I have to mention this bit of brightness, proof that $4 gasoline is not nearly the crisis the media's Chicken Littles say it is.
Last Monday I set out to meet my family for dinner at a restaurant in Bearden. I'd ridden my bike to town that morning, and I could have ridden it to the restaurant easily enough. But I didn't know what my mom would think if I were all sweaty when I got there, so I caught the Kingston Pike bus. The 11 leaves at 6:15, right after about 15,000 people downtown have just gotten off work. It was right on time, as usual.
The five-mile trip cost me, as always, a dollar and a quarter. The bus was air-conditioned, and the seats were comfortable. It gave me a chance to catch up on some reading.
The bus I boarded was the only bus that left the downtown/UT area between 6 and 7, the only one going down Knoxville's busiest street to West Town and dozens of other potential stops within easy walking distance of tens of thousands of suburban residences. Here's the good news I promised: There were only three other people on the bus. All but one of them, an old lady, got off before we got to Bearden.
If the price of gasoline were any sort of serious problem, you'd think we might have had some company.
There are other indications that we're secretly happy to tolerate rising gas prices. Remember carpools? I learned that word as a young child, in the '60s, because my father was in a carpool, and at 3 I thought it was a funny phrase. Silly Daddy, I thought. Cars don't swim. But every morning, Dad, an engineer for Union Carbide, got in a car with other colleagues and they drove to work together.

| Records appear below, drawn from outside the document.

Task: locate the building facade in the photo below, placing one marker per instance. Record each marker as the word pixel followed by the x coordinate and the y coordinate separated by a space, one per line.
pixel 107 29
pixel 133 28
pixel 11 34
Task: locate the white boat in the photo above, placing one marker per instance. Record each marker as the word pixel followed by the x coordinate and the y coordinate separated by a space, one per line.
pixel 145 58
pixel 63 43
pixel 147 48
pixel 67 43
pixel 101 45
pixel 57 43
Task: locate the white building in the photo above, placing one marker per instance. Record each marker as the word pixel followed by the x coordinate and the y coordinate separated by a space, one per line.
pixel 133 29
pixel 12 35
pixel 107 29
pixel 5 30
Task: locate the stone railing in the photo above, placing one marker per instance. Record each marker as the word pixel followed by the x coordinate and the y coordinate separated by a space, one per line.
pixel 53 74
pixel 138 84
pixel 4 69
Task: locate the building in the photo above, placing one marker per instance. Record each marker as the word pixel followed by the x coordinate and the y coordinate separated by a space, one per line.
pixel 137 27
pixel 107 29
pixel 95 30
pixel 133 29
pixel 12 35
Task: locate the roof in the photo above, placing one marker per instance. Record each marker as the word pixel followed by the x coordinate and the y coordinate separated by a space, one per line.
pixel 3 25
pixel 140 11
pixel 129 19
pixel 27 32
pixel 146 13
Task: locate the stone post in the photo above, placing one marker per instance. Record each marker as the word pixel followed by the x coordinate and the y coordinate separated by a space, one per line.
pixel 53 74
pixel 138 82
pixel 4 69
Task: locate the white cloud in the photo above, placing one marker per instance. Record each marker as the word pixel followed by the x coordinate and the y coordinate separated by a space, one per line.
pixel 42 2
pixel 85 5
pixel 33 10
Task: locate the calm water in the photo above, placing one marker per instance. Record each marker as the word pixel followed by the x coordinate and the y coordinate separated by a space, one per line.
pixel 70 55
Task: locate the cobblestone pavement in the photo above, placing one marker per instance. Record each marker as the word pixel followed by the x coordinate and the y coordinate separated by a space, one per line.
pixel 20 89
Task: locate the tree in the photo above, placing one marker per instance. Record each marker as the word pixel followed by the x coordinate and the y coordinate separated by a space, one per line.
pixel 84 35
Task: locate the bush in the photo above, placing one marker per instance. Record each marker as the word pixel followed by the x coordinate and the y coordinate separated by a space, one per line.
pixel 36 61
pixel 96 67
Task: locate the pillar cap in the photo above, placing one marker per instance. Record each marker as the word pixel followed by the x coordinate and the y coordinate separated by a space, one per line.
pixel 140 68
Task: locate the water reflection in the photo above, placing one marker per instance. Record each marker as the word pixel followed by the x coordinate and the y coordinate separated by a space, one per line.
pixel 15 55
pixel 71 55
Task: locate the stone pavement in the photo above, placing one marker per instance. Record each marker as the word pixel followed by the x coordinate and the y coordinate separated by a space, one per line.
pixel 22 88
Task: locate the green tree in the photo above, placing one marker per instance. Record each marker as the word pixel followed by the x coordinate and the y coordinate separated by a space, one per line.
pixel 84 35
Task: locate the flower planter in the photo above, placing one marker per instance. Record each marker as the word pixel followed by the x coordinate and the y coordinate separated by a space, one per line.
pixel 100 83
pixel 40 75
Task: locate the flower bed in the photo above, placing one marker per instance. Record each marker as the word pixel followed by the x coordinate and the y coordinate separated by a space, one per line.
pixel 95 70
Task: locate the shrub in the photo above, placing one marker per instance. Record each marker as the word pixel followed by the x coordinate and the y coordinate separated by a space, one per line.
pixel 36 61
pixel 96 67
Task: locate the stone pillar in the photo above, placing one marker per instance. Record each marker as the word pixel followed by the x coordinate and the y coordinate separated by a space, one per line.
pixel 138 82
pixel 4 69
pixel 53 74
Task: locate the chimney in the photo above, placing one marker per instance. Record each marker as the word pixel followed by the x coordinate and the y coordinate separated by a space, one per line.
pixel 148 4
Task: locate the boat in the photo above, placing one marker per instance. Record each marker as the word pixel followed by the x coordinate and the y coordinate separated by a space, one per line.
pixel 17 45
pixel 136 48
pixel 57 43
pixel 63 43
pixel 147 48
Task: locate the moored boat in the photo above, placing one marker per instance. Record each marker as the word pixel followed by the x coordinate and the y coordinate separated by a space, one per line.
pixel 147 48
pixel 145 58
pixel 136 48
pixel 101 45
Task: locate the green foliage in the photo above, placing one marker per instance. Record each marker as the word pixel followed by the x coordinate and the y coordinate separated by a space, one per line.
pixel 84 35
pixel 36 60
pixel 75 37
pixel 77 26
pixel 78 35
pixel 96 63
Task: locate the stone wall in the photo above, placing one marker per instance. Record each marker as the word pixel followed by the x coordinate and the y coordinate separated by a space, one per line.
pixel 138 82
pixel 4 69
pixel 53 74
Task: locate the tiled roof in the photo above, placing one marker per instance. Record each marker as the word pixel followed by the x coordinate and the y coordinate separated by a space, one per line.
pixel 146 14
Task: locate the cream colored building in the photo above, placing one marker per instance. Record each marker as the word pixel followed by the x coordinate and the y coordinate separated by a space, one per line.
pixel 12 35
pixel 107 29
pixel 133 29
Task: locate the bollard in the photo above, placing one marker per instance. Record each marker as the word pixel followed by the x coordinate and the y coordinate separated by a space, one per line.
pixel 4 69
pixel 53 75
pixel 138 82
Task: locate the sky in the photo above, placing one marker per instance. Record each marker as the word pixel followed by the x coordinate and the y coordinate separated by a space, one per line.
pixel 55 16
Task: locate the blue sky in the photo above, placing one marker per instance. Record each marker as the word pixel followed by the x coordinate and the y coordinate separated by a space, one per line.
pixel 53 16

They took turns, so the gas expense would even out. After all, gasoline was 29 cents a gallon, and money doesn't grow on trees. It would be silly for all these guys to drive different cars to work, when they were all going the same place. They got to be pretty good friends. Lots of men did that. The carpool was an American icon.

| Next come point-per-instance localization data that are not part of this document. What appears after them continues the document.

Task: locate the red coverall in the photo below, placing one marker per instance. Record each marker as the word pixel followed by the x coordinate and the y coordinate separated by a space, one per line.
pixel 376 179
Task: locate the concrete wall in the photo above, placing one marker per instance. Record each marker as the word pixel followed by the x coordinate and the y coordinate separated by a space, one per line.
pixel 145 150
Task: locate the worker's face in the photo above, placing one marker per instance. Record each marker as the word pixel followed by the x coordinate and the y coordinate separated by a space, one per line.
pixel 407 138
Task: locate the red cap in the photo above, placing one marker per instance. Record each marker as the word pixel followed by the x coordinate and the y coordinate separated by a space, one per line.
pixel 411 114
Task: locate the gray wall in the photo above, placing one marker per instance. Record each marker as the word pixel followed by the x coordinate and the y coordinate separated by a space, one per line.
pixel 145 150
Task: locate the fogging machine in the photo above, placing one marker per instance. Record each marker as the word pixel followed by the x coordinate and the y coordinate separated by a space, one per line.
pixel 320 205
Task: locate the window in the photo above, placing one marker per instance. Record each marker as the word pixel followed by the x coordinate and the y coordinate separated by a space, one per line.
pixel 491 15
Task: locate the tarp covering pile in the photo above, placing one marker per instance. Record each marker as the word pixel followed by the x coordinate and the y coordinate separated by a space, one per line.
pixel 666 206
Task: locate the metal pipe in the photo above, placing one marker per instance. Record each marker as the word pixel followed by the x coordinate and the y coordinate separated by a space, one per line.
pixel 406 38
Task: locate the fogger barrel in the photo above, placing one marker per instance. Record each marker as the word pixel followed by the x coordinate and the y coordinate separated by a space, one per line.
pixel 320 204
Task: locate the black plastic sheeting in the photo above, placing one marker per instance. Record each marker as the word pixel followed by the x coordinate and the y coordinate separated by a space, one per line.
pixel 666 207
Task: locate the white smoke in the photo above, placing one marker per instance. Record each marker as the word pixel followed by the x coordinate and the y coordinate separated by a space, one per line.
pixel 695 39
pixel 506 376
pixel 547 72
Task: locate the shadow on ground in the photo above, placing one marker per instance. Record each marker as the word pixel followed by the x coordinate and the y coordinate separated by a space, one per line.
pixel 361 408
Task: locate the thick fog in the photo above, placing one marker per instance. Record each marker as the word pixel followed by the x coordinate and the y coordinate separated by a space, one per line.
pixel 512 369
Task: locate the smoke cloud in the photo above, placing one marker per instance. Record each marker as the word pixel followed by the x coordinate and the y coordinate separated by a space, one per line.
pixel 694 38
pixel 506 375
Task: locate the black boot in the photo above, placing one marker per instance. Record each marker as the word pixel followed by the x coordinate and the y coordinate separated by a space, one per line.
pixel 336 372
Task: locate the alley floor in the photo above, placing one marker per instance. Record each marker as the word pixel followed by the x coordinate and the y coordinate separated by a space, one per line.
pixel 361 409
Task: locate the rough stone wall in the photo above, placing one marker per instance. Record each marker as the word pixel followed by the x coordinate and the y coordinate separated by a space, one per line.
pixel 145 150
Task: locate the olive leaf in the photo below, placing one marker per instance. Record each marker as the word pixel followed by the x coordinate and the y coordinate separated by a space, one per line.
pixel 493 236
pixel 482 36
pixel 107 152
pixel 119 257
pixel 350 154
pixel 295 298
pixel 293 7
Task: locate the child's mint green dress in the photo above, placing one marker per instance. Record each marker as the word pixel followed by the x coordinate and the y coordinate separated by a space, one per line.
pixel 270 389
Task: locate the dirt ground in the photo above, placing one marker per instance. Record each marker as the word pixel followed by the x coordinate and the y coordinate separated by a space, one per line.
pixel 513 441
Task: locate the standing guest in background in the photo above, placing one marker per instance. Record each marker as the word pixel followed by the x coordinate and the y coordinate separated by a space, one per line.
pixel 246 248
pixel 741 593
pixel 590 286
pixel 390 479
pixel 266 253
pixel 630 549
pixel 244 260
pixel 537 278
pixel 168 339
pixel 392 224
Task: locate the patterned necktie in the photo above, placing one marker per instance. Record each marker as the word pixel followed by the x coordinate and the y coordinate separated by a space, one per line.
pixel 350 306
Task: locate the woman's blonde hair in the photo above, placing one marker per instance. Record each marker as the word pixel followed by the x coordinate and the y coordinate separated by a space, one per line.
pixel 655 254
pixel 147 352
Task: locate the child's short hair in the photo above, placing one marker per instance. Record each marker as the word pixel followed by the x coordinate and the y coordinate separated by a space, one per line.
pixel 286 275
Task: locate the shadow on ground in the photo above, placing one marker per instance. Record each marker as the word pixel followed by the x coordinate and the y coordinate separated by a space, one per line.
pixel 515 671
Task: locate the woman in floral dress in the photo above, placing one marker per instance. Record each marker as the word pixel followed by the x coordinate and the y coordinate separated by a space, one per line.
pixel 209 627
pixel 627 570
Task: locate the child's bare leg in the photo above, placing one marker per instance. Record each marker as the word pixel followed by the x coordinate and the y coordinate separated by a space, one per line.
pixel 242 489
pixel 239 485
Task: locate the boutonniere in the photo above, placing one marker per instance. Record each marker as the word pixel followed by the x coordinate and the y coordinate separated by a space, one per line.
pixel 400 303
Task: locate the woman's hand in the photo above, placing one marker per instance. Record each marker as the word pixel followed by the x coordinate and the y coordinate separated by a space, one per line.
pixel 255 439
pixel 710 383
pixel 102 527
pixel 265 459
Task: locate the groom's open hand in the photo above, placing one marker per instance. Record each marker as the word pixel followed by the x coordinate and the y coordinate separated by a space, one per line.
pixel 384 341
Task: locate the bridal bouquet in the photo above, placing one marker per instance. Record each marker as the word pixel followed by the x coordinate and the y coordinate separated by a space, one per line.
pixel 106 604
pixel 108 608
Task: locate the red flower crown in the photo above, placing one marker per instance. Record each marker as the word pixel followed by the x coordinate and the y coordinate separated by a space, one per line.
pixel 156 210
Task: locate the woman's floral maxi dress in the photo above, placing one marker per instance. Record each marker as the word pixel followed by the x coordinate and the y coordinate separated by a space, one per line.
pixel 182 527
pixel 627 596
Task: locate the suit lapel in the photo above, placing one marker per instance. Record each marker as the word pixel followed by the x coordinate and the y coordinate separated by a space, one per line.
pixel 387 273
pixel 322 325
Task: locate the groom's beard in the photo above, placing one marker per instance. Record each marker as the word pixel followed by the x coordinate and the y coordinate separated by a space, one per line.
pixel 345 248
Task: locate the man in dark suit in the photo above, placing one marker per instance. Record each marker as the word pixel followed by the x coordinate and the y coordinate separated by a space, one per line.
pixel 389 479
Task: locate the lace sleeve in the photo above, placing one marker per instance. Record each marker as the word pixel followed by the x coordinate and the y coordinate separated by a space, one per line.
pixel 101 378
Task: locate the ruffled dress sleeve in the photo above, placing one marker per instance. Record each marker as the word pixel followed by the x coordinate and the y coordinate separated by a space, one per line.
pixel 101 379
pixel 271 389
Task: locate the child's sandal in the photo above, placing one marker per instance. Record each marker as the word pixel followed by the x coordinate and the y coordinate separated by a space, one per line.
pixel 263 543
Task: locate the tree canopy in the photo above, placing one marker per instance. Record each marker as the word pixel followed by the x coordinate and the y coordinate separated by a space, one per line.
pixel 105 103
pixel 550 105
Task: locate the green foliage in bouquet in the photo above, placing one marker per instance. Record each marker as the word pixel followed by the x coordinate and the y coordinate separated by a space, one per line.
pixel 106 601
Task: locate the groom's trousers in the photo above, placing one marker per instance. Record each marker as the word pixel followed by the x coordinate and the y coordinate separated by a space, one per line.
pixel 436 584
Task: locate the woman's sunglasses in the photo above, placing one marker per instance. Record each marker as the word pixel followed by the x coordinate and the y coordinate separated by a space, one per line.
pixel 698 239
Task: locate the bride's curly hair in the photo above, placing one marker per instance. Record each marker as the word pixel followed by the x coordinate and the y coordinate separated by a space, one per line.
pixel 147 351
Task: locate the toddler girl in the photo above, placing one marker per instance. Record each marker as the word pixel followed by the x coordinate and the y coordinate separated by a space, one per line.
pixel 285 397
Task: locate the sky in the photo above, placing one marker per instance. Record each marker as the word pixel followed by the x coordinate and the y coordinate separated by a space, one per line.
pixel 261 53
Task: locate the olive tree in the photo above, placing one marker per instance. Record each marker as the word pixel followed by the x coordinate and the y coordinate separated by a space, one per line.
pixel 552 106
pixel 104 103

Carpools do still exist somewhere. I hear about well-intentioned local initiatives every year or so. I just don't hear about people actually carpooling. I haven't heard anyone pronounce the phrase "my carpool" in at least 30 years. A year or two ago, when gas prices were approaching $3 a gallon, my wife found out about a carpool initiative available to the community college where she's a teacher. This was a much better deal than my dad's old carpool, because it was an offer of a mini-van provided free through a federal gas-conservation program. The participants would have access to the mini-van without having to worry about a lease, tire wear, or car maintenance; all they had to do was split the gas.

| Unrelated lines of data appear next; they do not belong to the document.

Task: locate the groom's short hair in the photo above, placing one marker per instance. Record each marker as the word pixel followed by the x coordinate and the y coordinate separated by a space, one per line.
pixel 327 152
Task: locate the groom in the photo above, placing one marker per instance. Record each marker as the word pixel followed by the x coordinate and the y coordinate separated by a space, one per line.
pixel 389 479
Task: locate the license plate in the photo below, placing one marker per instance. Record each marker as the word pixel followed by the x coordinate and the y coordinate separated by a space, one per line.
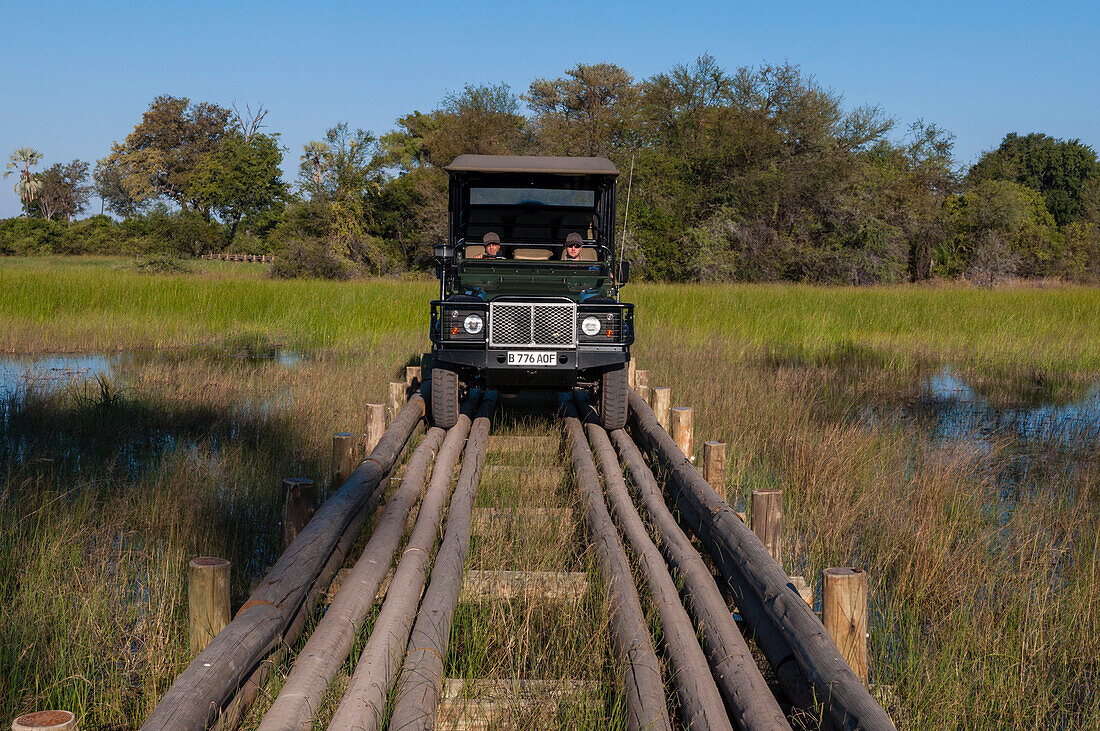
pixel 532 358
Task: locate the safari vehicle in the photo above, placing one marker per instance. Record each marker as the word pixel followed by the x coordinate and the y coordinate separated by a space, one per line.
pixel 530 319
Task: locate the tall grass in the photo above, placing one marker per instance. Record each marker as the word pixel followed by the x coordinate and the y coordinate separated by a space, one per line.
pixel 985 553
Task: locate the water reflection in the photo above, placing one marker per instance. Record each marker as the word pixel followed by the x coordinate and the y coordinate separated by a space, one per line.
pixel 959 412
pixel 50 373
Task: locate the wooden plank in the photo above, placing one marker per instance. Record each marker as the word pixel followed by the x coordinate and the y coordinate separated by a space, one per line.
pixel 701 706
pixel 267 618
pixel 538 479
pixel 468 706
pixel 759 584
pixel 331 641
pixel 536 519
pixel 514 585
pixel 422 672
pixel 542 445
pixel 363 705
pixel 646 704
pixel 748 698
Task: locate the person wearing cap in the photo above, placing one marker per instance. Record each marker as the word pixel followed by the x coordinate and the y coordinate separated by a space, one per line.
pixel 492 243
pixel 573 245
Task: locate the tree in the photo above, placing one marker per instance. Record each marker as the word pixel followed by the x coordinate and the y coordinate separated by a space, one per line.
pixel 1063 170
pixel 241 178
pixel 160 157
pixel 113 194
pixel 1016 214
pixel 590 111
pixel 312 166
pixel 64 190
pixel 483 120
pixel 26 187
pixel 343 164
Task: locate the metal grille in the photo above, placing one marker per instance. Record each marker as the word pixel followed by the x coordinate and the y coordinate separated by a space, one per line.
pixel 532 325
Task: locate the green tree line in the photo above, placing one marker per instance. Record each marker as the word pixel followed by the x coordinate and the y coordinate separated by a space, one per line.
pixel 758 174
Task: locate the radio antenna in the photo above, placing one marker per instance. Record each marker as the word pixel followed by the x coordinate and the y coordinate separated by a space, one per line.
pixel 626 214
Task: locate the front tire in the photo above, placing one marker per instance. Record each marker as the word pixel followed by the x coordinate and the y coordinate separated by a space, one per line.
pixel 444 398
pixel 614 398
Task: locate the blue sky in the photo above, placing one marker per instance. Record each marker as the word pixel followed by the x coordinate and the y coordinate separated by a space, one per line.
pixel 78 76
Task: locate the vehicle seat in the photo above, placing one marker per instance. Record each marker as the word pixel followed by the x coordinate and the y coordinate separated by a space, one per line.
pixel 531 254
pixel 586 255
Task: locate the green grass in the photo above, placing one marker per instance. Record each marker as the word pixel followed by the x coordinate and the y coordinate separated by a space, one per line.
pixel 983 554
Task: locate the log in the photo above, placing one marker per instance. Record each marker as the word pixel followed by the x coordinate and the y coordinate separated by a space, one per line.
pixel 207 599
pixel 641 384
pixel 767 517
pixel 411 378
pixel 230 719
pixel 534 586
pixel 395 399
pixel 364 702
pixel 422 677
pixel 646 705
pixel 284 597
pixel 331 641
pixel 661 398
pixel 299 501
pixel 714 466
pixel 343 457
pixel 374 425
pixel 749 701
pixel 45 721
pixel 683 430
pixel 844 613
pixel 754 575
pixel 700 702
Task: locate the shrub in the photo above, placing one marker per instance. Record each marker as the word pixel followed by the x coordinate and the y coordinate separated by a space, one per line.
pixel 306 256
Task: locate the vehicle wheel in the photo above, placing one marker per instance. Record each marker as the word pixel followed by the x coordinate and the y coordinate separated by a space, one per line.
pixel 444 398
pixel 614 398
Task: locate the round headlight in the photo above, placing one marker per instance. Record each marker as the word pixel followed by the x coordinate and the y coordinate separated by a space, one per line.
pixel 473 323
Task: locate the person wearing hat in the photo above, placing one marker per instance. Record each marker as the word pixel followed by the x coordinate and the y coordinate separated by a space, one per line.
pixel 573 246
pixel 492 243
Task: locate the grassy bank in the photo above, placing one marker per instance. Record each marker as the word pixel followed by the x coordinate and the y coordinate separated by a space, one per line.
pixel 95 305
pixel 983 549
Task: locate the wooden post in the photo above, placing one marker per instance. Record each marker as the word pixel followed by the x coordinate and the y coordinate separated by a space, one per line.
pixel 299 500
pixel 683 430
pixel 767 516
pixel 343 457
pixel 45 721
pixel 661 401
pixel 844 613
pixel 207 599
pixel 714 466
pixel 396 399
pixel 375 427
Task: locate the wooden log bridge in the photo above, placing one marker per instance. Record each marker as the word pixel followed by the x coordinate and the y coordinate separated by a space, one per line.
pixel 223 256
pixel 420 564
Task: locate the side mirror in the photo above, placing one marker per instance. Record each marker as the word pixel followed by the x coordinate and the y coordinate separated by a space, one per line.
pixel 624 273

I was personally pretty excited about it; I did some math, and it looked like our $2,000 a year commuting bill might be reduced to as little as $200. She sent out some memos and e-mails. Few responded at all; in the end, no one actually participated. Even with the price of gas rising, it turns out that her colleagues all prefer to drive to work in their own cars, alone.
I know that some, because of where they choose to live or work, seem to have fewer alternatives than others. Then again, that fact demonstrates still another choice we make; we're not in the habit of considering transportation costs when we choose a place to live or work. Just lately, I've been hearing of professionals choosing where they live based on whether it's within walking distance of their workplace—or workplaces moving near where their employees live. Maybe some things are changing.
Rising gas prices may be annoying, but hundreds of thousands of Knoxville-area commuters seem to prefer paying $4 a gallon to riding the bus or joining a carpool. As nice alternatives as those are, they're apparently not nearly as nice as driving your own car and paying whatever price the Man tells you to pay for it. Demand drives prices up. Demand's exploding in China and India, sure enough, but it's also growing here. Despite everything, the warnings and the alternatives and the bipartisan exhortations, Americans are burning more gasoline now than we ever have. Supplies are finite, and dwindling. Gas is, therefore, expensive.
It's a free country, still, and some people just like expensive stuff. I have friends who adore expensive fashions, expensive watches, expensive vodka. Nobody gives them a hard time about it. It's their money to enjoy, or in some cases, to waste.
I like expensive tomatoes. I was in line at the farmer's market the other day with one large Blount County tomato. It was $2.60 a pound, and it was too much for one stranger in line right behind me who was having a hard time with the fact that I was spending two bucks on one tomato. The old man seemed to know his tomatoes, and thought I was silly. "I wouldn't spend that much for a Blount County tomato," he said. "Why, those Florida tomatoes are just as good."
But it looked like a good tomato to me. I don't know whether the old man would have liked it or not, but as far as I was concerned, that tomato was wonderful. I savored it in small portions. I have no regrets.
Maybe, to some, the single-passenger automobile lifestyle is something like that. It's expensive, more expensive than it used to be, more expensive than other options. If people savor driving like I savored that tomato, I understand why they're not riding the bus.
They're making their own choices, and picking the expensive one. Consumers who have agreeable choices aren't exactly victims.